Seer Interactive has an outstanding post which talks about this very subject, breaking down the exercise by dividing bloggers into three general types: Influencers, Mid-Level Bloggers, and “Le Chad” (the solitary artist who can be hard to engage with). The basic idea proposed in that article is that the middle ground is where the sweet spot lies. This group is accessible, open to opportunities, and enjoys a connection with their readers that gives them credibility, if they choose to endorse your product. That is by no means a given, however.
As a certified Mid-Level Blogger, I can tell you that most businesses do a remarkably crappy job of such outreach. More often than not, they simply email you their press release addressed to “Dear Webmaster” or some other such generic salutation, and expect you to excitedly spread their news.
The Laziest of the Lazy
A perfect example of this hit my inbox today, in fact – with the National Hockey League currently shut down due to a lockout, one company is performing a day-by-day computer simulation of the season, and wanted me to send visitors to their site to see the exciting(?) results of the previous night’s virtual action, complete with updated standings and statistics.
All I could think of when reading this press release was, “who cares?” Any hockey fan with an XBox or Playstation 3 is already doing the exact same thing themselves, there is absolutely nothing novel about simulating games and posting the results online. Maybe that would have been cool 15 years ago, but come on…
Instead, these folks came up a lame exercise tied to the current hot-button issue for hockey fans, and took the shotgun approach by blasting this story out to anyone & everyone, in the hopes that it will catch fire. I doubt it will go anywhere.

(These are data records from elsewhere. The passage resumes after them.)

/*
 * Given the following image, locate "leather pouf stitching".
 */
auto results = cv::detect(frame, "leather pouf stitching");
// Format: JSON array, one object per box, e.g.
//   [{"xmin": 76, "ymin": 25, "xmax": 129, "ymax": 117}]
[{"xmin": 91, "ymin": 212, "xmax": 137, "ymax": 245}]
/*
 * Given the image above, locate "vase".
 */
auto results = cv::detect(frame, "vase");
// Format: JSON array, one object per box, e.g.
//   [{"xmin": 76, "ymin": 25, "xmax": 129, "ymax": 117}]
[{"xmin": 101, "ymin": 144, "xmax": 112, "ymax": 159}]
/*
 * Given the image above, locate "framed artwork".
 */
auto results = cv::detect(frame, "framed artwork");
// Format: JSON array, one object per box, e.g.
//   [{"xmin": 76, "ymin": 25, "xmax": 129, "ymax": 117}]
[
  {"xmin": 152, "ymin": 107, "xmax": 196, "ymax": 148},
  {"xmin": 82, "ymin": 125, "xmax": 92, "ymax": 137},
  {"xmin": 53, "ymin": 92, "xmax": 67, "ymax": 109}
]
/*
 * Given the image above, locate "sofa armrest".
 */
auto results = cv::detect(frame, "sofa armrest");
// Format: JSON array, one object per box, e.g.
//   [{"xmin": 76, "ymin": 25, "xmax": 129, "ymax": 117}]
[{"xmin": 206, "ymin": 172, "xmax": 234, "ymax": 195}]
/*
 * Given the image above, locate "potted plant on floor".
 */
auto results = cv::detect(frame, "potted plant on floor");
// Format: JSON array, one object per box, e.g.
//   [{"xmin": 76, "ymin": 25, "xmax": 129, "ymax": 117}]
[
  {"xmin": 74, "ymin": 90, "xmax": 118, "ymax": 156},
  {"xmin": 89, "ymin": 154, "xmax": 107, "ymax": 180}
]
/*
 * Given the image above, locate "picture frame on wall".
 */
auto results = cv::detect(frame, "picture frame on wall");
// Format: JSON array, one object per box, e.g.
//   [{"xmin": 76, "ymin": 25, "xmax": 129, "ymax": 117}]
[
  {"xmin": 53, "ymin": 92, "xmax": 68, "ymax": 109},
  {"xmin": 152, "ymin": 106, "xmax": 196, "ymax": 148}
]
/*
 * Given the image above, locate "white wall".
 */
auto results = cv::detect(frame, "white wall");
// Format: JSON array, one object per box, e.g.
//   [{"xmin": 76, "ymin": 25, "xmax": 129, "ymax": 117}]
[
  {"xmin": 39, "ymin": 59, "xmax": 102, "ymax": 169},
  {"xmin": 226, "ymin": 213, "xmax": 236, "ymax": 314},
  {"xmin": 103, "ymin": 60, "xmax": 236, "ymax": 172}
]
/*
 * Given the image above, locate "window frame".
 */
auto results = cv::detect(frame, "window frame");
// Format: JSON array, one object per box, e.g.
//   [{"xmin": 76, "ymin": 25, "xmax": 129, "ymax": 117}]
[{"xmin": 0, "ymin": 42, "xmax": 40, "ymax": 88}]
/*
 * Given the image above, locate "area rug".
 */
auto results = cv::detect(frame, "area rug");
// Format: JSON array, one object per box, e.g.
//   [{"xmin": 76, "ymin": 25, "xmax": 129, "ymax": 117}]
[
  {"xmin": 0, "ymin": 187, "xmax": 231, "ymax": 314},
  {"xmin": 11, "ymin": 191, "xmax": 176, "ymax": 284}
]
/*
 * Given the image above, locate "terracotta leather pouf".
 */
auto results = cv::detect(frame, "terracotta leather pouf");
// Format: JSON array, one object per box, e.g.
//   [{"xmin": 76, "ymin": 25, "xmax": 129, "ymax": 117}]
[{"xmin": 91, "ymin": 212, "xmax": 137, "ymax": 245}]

How to REALLY Get Bloggers Fired Up
At the opposite end of the spectrum is Firehouse Subs, which brought together a collection of bloggers and social media-savvy fans to their store in Smyrna, Tennessee last night for an evening with one of the franchise’s founders, Robin Sorensen. While we sampled some of their wares (which were ridiculously good), Sorensen told us about how the franchise began, and has grown over time.
I’m going to write more about his talk in a separate post, because I think the business model was pretty fascinating, but for the moment, let’s review the keys to what made last night’s event so appealing in terms of blogger outreach:
1. Personalized Engagement
The Zimmerman Agency, the firm which helped Firehouse Subs put this together, contacted me directly with an email introduction and invitation, and when I wrote back for more details, I received a prompt, handwritten reply.
When I arrived, a gentleman greeted me at the door, and had printed biographies of each of the invitees, complete with photo so he could recognize the guests on sight. He took a few moments to introduce himself and made sure I got a drink before passing me along to another member of the crew, so I didn’t have to stand around wondering what was going to happen (it helped to also meet up with a pair of fellow Nashville Predators fans, @emmteedee & @zeejaydee, so we could commiserate over the lingering NHL Lockout). Like many other bloggers, I can get awfully introverted, so an active welcome was greatly appreciated!
2. Convince Us That You’re Special
While it’s great to stuff our bellies with fresh food, ultimately we need to know what makes your company so special, that we should represent you to our audience. Especially for bloggers, trust between the writer and the reader is a precious commodity built up over time, and it’s endangered when a blogger start shilling for any old business which throws them a bone.
So last night, Sorensen spent about an hour taking us through the story of the business, speaking from the heart about their mission of providing high-quality food, high-quality service, and community involvement through their Public Safety Foundation. He told us the tale behind each sandwich we tasted, a heartfelt demonstration of how involved he is in the process (and much more interesting than a mere list of ingredients). He also shared stories of how the business worked its way through the growing pains of regional expansion, and the importance of partnering with the right people as franchisees (thus connecting his story from the top level of the business with the local store we were sitting in). The discussion was not only interesting, it was utterly authentic.
I had never been to a Firehouse Subs before last night, but left convinced that I will be bringing my family back soon.
3. Give Us Something to Work With
Lastly, after we had heard (and tasted) so much about what makes Firehouse Subs unique within their field, they made sure that each of the attendees left with the tools to spread the word. It’s nice, but not enough, for folks like us to write about how great those subs are – thanks to some goodies (which included gift cards) which we can give away to our readers, we can not only share our experience with them, but provide an easy way for them to try Firehouse Subs for themselves.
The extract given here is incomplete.